Strafbar, Milano

Die bunten Farbpunkte der Leuchtreklame des Rinascente prasselten auf den feuchten Rinnstein der kleinen Passage zwischen Kaufhaus und Hotel. Auf der Suche nach einem geeigneten Treffpunkt um das Wiedersehen nach über einem halben Jahr zu begehen hatten sich die Freunde für die Hotelbar entschieden. Weniger die Bar selbst, die immer eine Hotelbar bleiben würde, als ihre Besucher machten die Strafbar interessant. Der junge Mann suchte den kleinen Raum, der zu dieser Zeit mit vielen Mitdreißiger Mailändern gefüllt war nach seinem Freund ab. Er fand ihn ausgestreckt auf dem speckigen Ledersofa, in seinem Gesicht schimmerte ein Ausdruck von Selbstgefälligkeit, seine Blicke hangelten sich entlang der vielen Models, die jetzt zur Fashionweek von der Lobby des Hotels zur Bar stolzierten, sich aneinander räkelnd und mit Fotographen, PR-Agenten und anderen erstaunlich erholt aussehenden Modelakaien unterhielten.

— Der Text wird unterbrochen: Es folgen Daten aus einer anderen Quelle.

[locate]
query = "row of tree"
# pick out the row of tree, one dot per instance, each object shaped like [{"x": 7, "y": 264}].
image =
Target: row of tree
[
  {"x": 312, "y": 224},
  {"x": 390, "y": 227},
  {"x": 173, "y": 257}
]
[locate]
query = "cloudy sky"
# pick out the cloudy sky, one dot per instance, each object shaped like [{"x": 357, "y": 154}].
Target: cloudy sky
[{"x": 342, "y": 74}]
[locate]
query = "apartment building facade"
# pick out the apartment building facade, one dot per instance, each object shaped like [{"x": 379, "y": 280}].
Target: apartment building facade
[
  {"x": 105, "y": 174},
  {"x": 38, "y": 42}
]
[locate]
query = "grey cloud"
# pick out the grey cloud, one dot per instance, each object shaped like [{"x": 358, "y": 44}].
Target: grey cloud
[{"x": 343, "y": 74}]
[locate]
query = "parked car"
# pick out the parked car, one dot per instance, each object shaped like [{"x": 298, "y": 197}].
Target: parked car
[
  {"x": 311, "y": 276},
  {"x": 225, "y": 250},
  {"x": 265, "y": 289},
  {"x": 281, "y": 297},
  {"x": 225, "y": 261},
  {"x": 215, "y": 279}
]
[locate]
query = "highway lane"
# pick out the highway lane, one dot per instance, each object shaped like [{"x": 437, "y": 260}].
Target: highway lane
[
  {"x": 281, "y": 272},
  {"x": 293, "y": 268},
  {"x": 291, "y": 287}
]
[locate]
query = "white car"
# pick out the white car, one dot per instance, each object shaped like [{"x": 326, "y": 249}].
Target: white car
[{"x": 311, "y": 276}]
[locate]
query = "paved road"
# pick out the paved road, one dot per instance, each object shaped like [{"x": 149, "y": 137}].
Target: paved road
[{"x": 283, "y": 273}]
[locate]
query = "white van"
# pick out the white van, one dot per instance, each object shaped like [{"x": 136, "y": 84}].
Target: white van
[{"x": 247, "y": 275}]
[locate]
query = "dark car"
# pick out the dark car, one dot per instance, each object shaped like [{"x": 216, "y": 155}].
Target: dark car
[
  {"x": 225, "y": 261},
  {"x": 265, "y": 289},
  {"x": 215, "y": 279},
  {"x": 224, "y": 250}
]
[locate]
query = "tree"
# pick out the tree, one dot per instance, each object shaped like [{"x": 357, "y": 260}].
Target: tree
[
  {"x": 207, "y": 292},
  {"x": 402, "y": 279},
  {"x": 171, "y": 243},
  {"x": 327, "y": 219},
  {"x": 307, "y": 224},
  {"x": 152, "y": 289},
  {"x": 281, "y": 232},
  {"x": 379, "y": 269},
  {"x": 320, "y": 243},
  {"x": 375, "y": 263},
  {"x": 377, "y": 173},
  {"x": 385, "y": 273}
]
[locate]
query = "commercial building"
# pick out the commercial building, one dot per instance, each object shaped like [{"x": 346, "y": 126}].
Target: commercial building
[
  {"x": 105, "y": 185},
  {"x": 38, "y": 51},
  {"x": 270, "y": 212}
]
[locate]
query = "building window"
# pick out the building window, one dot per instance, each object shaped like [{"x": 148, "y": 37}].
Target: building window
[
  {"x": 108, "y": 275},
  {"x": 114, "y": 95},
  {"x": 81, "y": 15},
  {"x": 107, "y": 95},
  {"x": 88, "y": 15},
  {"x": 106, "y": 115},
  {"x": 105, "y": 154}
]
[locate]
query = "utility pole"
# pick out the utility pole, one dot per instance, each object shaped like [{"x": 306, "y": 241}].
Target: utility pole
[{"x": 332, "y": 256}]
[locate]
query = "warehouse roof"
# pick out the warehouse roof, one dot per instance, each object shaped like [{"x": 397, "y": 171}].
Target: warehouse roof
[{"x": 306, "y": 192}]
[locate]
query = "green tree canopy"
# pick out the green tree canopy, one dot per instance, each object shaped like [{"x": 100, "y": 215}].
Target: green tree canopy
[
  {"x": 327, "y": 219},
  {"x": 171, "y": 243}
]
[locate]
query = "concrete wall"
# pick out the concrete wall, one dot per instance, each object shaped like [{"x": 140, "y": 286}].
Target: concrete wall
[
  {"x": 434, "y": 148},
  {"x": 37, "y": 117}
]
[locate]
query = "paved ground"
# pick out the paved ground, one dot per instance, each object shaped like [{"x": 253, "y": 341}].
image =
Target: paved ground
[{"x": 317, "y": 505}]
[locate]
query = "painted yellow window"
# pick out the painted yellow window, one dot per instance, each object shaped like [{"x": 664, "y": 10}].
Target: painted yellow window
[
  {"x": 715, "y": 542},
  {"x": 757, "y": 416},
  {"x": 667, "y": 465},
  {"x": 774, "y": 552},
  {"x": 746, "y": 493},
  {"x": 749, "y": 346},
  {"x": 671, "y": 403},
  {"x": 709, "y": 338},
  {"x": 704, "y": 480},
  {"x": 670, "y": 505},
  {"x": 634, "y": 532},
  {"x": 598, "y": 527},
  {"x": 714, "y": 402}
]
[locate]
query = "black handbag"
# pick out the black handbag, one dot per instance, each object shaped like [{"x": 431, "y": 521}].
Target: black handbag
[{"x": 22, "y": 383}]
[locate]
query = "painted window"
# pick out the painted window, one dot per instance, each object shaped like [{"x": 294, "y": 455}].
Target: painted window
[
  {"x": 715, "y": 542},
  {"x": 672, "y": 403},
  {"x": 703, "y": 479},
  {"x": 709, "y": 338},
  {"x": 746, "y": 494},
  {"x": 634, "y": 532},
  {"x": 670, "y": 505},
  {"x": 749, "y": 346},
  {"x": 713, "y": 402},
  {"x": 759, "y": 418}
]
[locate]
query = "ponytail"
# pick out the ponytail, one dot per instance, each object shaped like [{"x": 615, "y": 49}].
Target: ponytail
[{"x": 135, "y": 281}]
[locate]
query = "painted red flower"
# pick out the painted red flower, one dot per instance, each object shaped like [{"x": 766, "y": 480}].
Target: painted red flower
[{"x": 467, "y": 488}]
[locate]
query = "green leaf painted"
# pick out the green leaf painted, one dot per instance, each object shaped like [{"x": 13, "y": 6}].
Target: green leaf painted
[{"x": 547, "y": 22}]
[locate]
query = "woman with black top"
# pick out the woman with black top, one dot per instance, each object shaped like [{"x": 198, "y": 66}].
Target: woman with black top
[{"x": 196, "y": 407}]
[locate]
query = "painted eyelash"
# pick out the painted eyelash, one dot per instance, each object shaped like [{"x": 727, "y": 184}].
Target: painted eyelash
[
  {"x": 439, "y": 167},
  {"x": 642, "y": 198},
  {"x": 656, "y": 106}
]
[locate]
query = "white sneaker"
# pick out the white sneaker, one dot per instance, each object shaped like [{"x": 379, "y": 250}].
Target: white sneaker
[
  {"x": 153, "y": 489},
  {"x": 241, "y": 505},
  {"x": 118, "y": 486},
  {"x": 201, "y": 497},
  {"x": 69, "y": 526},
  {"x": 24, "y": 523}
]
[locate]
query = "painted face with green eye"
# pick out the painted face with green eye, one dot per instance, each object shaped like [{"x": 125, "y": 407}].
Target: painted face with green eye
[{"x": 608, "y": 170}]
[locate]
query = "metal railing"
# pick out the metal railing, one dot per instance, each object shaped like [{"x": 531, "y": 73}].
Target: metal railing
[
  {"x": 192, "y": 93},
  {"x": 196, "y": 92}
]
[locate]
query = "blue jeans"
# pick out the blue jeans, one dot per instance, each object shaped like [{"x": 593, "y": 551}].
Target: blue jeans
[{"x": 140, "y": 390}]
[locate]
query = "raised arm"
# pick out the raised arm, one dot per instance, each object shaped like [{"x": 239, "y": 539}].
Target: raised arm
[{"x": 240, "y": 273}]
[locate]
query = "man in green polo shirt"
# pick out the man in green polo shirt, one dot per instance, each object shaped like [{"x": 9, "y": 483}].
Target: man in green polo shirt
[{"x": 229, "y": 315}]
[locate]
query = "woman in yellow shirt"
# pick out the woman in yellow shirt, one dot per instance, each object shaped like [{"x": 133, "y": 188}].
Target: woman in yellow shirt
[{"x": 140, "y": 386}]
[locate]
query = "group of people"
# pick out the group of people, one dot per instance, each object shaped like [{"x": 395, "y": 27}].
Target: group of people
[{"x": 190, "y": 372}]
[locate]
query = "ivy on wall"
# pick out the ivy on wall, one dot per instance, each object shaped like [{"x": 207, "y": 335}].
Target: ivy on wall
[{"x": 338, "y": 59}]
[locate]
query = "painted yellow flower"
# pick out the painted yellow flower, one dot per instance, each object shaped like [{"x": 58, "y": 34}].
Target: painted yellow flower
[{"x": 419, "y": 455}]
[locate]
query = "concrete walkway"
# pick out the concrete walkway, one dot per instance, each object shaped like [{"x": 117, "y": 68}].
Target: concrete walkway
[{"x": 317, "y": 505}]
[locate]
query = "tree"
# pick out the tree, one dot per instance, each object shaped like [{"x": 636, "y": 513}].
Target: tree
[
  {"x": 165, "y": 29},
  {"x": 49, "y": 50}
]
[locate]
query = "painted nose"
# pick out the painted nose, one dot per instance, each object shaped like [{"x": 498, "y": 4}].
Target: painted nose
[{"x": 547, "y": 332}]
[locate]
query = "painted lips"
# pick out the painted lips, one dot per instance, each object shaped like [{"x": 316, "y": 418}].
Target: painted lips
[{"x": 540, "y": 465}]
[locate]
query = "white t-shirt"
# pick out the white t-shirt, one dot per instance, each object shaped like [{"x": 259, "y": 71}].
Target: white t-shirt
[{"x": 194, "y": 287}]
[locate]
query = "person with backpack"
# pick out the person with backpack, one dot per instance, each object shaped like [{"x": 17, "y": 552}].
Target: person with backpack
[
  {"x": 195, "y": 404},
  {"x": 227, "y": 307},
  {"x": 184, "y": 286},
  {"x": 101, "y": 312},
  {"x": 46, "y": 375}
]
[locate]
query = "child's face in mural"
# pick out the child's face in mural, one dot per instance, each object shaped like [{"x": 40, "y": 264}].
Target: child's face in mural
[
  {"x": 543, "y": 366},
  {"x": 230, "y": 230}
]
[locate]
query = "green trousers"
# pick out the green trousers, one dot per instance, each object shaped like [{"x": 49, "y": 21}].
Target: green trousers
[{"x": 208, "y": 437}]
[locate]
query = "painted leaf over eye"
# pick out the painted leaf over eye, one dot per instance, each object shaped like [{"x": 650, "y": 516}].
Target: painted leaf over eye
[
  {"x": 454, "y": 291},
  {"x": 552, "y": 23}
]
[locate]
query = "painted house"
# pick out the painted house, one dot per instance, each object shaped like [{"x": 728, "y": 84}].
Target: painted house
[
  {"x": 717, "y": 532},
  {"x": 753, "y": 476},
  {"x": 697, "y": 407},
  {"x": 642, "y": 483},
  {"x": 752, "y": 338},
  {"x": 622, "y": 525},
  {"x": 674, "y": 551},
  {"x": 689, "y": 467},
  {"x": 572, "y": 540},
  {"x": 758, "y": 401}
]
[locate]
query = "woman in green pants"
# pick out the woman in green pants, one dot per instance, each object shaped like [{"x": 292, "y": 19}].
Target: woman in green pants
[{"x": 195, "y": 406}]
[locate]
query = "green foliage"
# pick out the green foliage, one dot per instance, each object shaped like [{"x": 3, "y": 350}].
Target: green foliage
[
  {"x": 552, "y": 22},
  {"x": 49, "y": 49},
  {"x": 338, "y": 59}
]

„I’m feeling supersonic, gimme Gin ’n Tonic. Old friend, I love this place!“, der Freund lehnte sich kurz aus seiner hedonistischen Pose nach vorne und begrüßte den jungen Mann mit einer herzlichen stürmischen Umarmung. „Schau Dir diese Mädels an; gefallene Engel. Kein Wunder, dass Du Dich hier gerne rumtreibst.“ Die beiden Freunde lassen das bunte Treiben aus Paillettenkleidern und Highheels an sich vorüberziehen, während Sie im Hedonistensofa, dem wohl teuersten Gin ’n Tonic der Stadt und unzähligen Geschichten über ruhmlose Heldentaten versinken. „Du hast noch nie Probleme damit gehabt Deine Untreue zuzugeben!“ „Warum auch, wann immer Du Gelegenheit dazu hast, solltest Du auch von ihr Gebrauch machen. Hast Du etwa noch nie drüber nachgedacht?“ „Sicherlich.“ „Alleine das ist schon Betrug, das ist die Idee, dann die Ausführung.“ Du hast Dich unter Kontrolle, aber die Gedanken werden vor der Disziplin geboren, Du kannst ihnen nicht zuvor kommen.“ „Treue“, so fährt der Freund fort, „Treue ist ein Heiligtum, aber genau wie bei jeder anderen Reliquie schwindet die Kraft der Faszination, die sie auf uns ausübt, je mehr sich herausstellt, dass ihr eigentlicher Ursprung nicht das Sakrale, sondern die Fälschung ist, auch wenn sie über Jahrhunderte unentwegt vor uns her getragen wurde.“
„Die Treue wird unterschätzt“, so der junge Mann. „Auch wenn niemand von der Treue spricht, ist sie doch viel weiter verbreitet als der Betrug. Nur lassen sich mit dem viel bessere Geschichten schreiben. Auf jeden Skandal über Betrug und Untreue kommen mindestens zwei Geschichten, die über Treue und Verzicht erzählen könnten. Aber wer liest das schon gerne. Das ist wie mit einem Mord, keine Zeitung schreibt wer heute noch keinen begangen hat. Doch nur weil Treue normal zu sein scheint ist sie noch lange nichts Gewöhnliches.